First we choose \(\lambda=1\) and try to find the eigenvector for this eigenvalue: \[ \begin{flalign*} a \cos \Theta + b \sin \Theta &= a \\ a \sin \Theta - b \cos \Theta &= b \end{flalign*} \]

We solve the first equation for \(a\) in terms of \(b\): \[ a = \frac{-b \sin \Theta}{\cos \Theta -1} \tag{3}\]

and plug this in the condition \(a^2+b^2=1\): \[ \frac{b^2 \sin^2 \Theta}{(\cos \Theta-1)^2} +b^2 = 1 \] Solving for \(b^2\) yields (after a little bit of algebra) \[ b^2 = \frac{1}{2}( 1 - \cos \Theta ) \] The following equations are very helpful: \[ \cos \Theta = \cos \left( 2 \frac{\Theta}{2} \right) = \cos^2 \frac{\Theta}{2} - \sin^2 \frac{\Theta}{2} \]

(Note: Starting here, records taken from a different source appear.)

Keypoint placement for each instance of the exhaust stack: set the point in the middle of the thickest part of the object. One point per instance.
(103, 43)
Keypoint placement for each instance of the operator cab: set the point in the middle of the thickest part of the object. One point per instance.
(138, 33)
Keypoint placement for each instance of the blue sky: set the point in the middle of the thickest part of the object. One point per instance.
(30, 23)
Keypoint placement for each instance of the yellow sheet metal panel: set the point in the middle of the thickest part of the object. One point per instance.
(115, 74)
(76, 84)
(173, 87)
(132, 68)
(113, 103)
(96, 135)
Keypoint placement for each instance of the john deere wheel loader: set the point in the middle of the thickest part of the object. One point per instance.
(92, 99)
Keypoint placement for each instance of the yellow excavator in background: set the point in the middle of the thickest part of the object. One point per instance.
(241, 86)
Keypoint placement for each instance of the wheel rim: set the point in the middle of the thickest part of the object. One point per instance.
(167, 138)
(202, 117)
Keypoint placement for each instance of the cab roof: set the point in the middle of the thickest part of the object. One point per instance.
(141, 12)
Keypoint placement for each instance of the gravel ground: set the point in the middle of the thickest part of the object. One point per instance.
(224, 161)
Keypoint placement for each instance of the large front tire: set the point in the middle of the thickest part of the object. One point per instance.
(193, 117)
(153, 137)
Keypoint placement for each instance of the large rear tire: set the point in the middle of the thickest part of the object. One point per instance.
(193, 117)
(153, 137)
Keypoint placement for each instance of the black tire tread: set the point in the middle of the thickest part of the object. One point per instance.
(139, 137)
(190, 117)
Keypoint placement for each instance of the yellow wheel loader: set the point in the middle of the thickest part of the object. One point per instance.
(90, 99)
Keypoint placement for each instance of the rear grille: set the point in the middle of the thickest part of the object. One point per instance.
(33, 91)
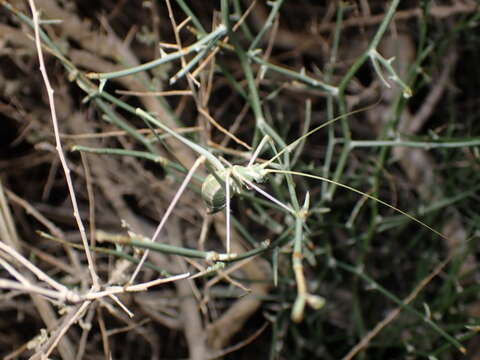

\[ \sin \Theta = \sin \left( 2 \frac{\Theta}{2} \right) = 2 \sin \frac{\Theta}{2} \cos \frac{\Theta}{2} \] \[ \Rightarrow b^2 = \frac{1}{2}( 1 - \cos^2 \frac{\Theta}{2} + \sin^2 \frac{\Theta}{2} ) \] \[ b^2 = \frac{1}{2}( \sin^2 \frac{\Theta}{2} + \sin^2 \frac{\Theta}{2} ) \] \[ b^2 = \sin^2 \frac{\Theta}{2} \] \[ \Rightarrow b = \pm \sin \frac{\Theta}{2} \] We choose the plus sign and plug this into Equation 3: \[ \begin{flalign*} a &= \frac{- \sin \frac{\Theta}{2} \sin \Theta}{\cos \Theta -1 } \\ &= \frac{\sin \frac{\Theta}{2} \sin \Theta}{1 - \cos \Theta } \\ &= \frac{2 \sin^2 \frac{\Theta}{2} \cos \frac{\Theta}{2}}{1 - \cos^2 \frac{\Theta}{2} + \sin^2 \frac{\Theta}{2} } \\ &= \frac{2 \sin^2 \frac{\Theta}{2} \cos \frac{\Theta}{2}} {2 \sin^2 \frac{\Theta}{2} } \\ &= \cos \frac{\Theta}{2} \end{flalign*} \] For \(\lambda_1=1\) we found \(\ket{\lambda_1} = \begin{pmatrix} \cos \frac{\Theta}{2} \\ \sin \frac{\Theta}{2} \end{pmatrix}\).

The procedure for \(\lambda_2 = -1\) is very similar.